Concept | Advanced formulas¶
The Prepare recipe in Dataiku contains 100+ processors for data preparation tasks. We’ll look at one of these functions: Dataiku formulas.
Dataiku has its own Formula language, similar to what we might find in a spreadsheet tool like Excel.
In a Prepare recipe, you can use a formula to create new columns or flag rows. Dataiku applies the Formula row by row. For each row, Dataiku returns the result and stores it in a new column.
Here are some examples of useful Dataiku formula functions:
length()function returns the length of a string. This is useful when we want to filter rows based on the length of our text data.
substring()function, we can extract a substring from a text column, by indicating the starting and ending position of the part that we want to extract.
rand()function generates random integers between the minimum and maximum values we choose. This is useful for generating simulation data.
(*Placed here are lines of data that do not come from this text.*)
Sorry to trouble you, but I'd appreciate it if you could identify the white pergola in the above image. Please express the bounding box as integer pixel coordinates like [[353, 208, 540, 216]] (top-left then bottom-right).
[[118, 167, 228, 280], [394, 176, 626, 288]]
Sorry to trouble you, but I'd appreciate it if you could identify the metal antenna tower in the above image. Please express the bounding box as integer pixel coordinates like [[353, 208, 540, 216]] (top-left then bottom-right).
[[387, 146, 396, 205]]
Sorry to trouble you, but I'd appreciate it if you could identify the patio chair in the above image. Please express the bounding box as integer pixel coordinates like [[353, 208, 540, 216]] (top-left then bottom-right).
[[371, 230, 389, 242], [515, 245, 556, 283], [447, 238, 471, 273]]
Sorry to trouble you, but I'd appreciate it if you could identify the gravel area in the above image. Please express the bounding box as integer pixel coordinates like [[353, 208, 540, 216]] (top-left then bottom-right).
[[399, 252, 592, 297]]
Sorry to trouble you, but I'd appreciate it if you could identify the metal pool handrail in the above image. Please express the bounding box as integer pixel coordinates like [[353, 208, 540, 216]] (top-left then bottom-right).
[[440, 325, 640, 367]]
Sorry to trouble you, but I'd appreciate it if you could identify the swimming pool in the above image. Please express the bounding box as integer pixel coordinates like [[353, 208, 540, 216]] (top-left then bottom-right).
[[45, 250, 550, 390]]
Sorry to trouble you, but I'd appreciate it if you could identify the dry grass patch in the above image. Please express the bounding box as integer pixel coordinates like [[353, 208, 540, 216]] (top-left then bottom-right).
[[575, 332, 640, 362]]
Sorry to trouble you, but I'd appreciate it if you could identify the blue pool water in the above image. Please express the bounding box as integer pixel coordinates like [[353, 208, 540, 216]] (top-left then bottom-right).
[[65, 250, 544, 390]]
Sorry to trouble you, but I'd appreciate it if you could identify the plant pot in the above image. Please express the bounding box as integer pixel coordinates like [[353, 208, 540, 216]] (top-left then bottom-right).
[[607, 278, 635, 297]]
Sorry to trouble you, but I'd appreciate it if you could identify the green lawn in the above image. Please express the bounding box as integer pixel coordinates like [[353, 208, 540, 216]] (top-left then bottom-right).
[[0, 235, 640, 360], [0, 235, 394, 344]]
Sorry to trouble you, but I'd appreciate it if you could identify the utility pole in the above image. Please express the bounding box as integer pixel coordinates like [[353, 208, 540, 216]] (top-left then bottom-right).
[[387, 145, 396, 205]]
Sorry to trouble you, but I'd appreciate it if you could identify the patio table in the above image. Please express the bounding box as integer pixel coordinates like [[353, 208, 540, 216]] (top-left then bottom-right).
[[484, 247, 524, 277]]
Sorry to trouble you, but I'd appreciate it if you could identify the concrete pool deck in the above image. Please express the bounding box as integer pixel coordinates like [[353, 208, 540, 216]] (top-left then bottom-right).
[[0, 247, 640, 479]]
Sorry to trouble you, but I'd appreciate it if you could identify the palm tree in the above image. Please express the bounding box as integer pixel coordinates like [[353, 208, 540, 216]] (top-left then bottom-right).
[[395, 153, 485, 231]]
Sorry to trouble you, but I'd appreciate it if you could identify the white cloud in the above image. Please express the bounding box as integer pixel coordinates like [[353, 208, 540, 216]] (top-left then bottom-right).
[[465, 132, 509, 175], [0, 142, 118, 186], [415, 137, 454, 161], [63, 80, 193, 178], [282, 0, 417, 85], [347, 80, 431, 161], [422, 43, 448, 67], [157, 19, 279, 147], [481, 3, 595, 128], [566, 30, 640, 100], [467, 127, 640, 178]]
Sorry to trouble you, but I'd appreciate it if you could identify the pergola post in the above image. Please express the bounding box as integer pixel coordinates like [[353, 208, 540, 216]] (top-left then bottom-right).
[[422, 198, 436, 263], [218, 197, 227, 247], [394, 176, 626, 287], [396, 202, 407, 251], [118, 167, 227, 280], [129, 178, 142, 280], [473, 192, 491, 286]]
strval()allows us to access the values of columns, where the column name includes a space. Without the proper syntax, Dataiku displays a syntax error. To avoid this error, we wrap the column name in double quotations, and apply the “strval()” function. The value is returned as a string.
numval()evaluates the column name with spaces and returns the column value as a number.
One of the most frequently used formula functions is the
if() statement takes three arguments:
a condition that evaluates to true or false,
a value returned when the condition is true, and
the value returned when the condition is false.
For example, let’s say we want to create a column that takes a value of either “0” or “1”. We want a “1” if the value in a certain column is greater than 100, if not, we want a “0”.
To accomplish this, we would write the following formula:
if(column_name > 100, 1, 0)
Example: Flag large credit card purchases¶
To use an example, let’s say we have a credit card transaction dataset where we want to compare the amount of a given transaction to the average purchase amount for the credit card it was made with.
This could be useful for fraud detection. For example, If a card holder makes a disproportionately expensive purchase compared to the regular use of their credit card, we could flag the purchase as potentially fraudulent.
We first add a Formula step to create a new column named higher_than_avg_purchase. We then open the formula editor and write a formula expression to check whether the value of the purchase_amount column is higher than that of the card_purchase_amount_average column.
We’ll use the following formula expression:
if(purchase_amount > card_purchase_amount_avg, "yes", "no")
Once we click Save, Dataiku displays the newly created column. Each transaction is flagged as being more expensive than the card average or not.
We saw how we can leverage the Dataiku formula language to create new columns or flag rows using the Formula processor in the Prepare recipe. We can also use a formula in other visual recipes in Dataiku in the Computed Columns step.